[Note: If you’re in San Francisco or Austin, read the bolded part at the very bottom!]
For most of my life, at least until my late twenties, I was a slacker. I did almost nothing to help around the house, choosing to procrastinate on things assigned to me until someone else just did it themselves because that was easier than goading me into doing it. Even in friendships, I would rely on my good friends to come up with plans or invite me somewhere, and then I’d join. The only reason I got into college was because my best friend at the time, Phil, pushed me into filling out an application. I wouldn’t have done it otherwise.
There were exceptions, of course, but in general I was probably a burden. I was a good friend and family member in other ways, but in terms of carrying the weight of those relationships, I wasn’t putting in my fair share. It’s embarrassing to say that, but it’s true.
A couple years back, Todd wasn’t as invested in Sett as I was. We had started it as a side project, but it seemed like there was enough potential that it was worth going full time. I wanted to do so, but Todd’s priorities were elsewhere, so he worked a lot less than me. If Sett was going to continue, I would have to take full responsibility for it.
I remember crystallizing the decision down very clearly: I could either decide that I would carry all of the weight for Sett, or I could do what was “fair”, which would result in Sett stalling. Put in that context, it wasn’t that difficult of a choice. I decided that I would carry all of the weight, no matter what.
So, for a while, I carried all of the weight for Sett. I felt resentment from time to time, but overall it was a surprisingly good experience. I liked the responsibility. I felt myself become stronger and more disciplined. I gave myself a chance to rise to a challenge, and I met it. I even felt good that I was working for Todd, carrying some weight for him when he couldn’t or wouldn’t. He’s certainly done that for me any number of times during our friendship.
Sometimes all it takes to change yourself is to try out a new mindset once. You see that it’s better and you can’t imagine going back. That’s what happened with me and carrying weight. I decided that, in all cases, I would carry whatever weight needed to be carried.

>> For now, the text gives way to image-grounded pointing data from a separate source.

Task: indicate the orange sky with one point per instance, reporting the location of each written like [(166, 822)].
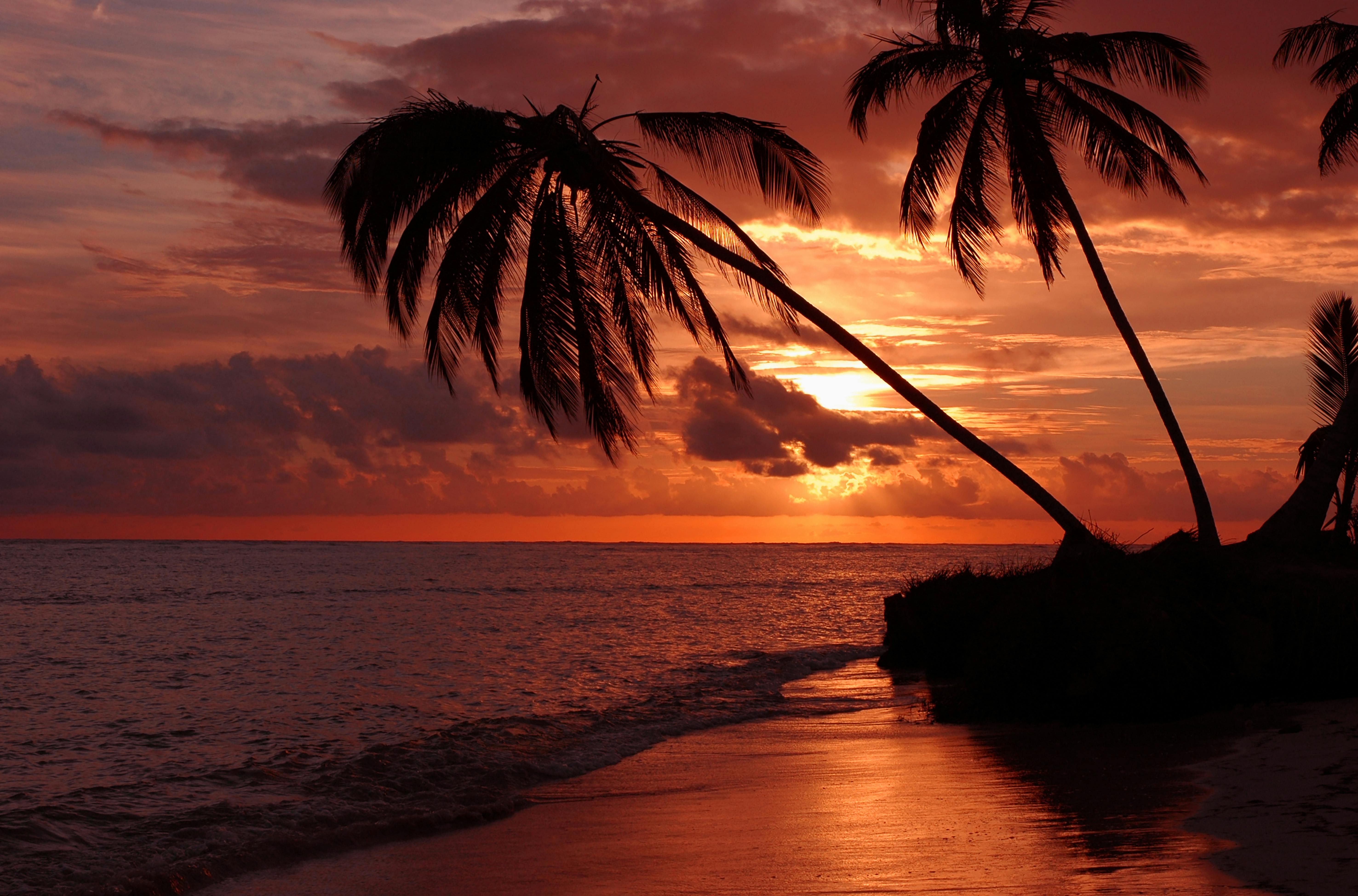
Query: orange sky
[(180, 339)]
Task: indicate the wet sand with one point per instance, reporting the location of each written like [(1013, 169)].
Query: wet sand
[(1288, 799), (862, 803)]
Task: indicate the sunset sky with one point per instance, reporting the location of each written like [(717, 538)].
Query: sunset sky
[(184, 354)]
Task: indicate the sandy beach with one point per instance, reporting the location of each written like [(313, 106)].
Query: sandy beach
[(1288, 800), (877, 803)]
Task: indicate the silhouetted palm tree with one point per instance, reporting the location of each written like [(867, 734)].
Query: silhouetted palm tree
[(1333, 366), (1015, 94), (598, 238), (1337, 44)]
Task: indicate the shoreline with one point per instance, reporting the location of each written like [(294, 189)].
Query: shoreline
[(864, 802), (1285, 803)]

As I’ve written about before, my friends and I bought an island. One friend, Elliot, and I came up with the idea, and then I did almost all of the legwork to make it actually happen. People asked me if I would get to make all the rules or own more of the island because of that, but I never thought of it that way. Ten of us put in our money, so it’s all of ours. If I can put in some work to make it happen, then I’m happy to be able to do that for my friends.
Four of us went up and started clearing a path up to the top of the hill, which is backbreaking work (literally– one guy had to rest on his back for a whole day). People cautioned me that with such a large group it would be hard to get everyone to put in equal effort to make it fair. I didn’t see it like that at all, though. Getting to do hard work that benefits people I’m close to is a privilege. If I didn’t have so many friends who are also eager to carry weight, I’d be happy to carry it all and do all of the work myself.
Even on the small scale now, I try to do little chores whenever I can. If I’m staying at someone’s place and their dishes are dirty, I’ll wash them. If friends and I are going on a trip, I’ll do whatever planning needs to be done.
I don’t say any of this to make myself seem like a saint, by the way. If anything I realize that I’m late to the party and I know that I’m still trailing behind most of my friends who have been carrying some of my share since I can remember. The small silver lining of only making this change recently is that I may have a lucid enough perspective on it to share.
When you carry all of the weight, you make other people’s lives better. You also make your own life better, in both predictable and unpredictable ways. You develop strength and confidence, knowing that although you can work with others and accept their help, you can also manage a lot by yourself if you have to. You build discipline. You become the kind of person that gets invited to everything because no one has to worry about carrying weight for you. You feel a sense of pride knowing that you’re providing for others.
Be willing to carry all of the weight. When you see a situation where someone need to step up and put in extra effort, be that person. Maybe you already are. But if you’re like I used to be, and you wait for someone else to take care of it, try carrying more than you’re used to. I bet you’ll like it more than you think.
Photo is Old San Juan, Puerto Rico
I will be speaking at the San Francisco and Austin dates of Sebastian Marshall’s Give Get Win Tour. It’s free, so come out and say hi! I’m probably going to be talking about rapid decision making.
Todd carries a lot of weight at Sett now, by the way. I unfairly expected him to want to make it his full time gig just because I did, so any resentment I felt towards him for not carrying half of the weight was because of my own actions.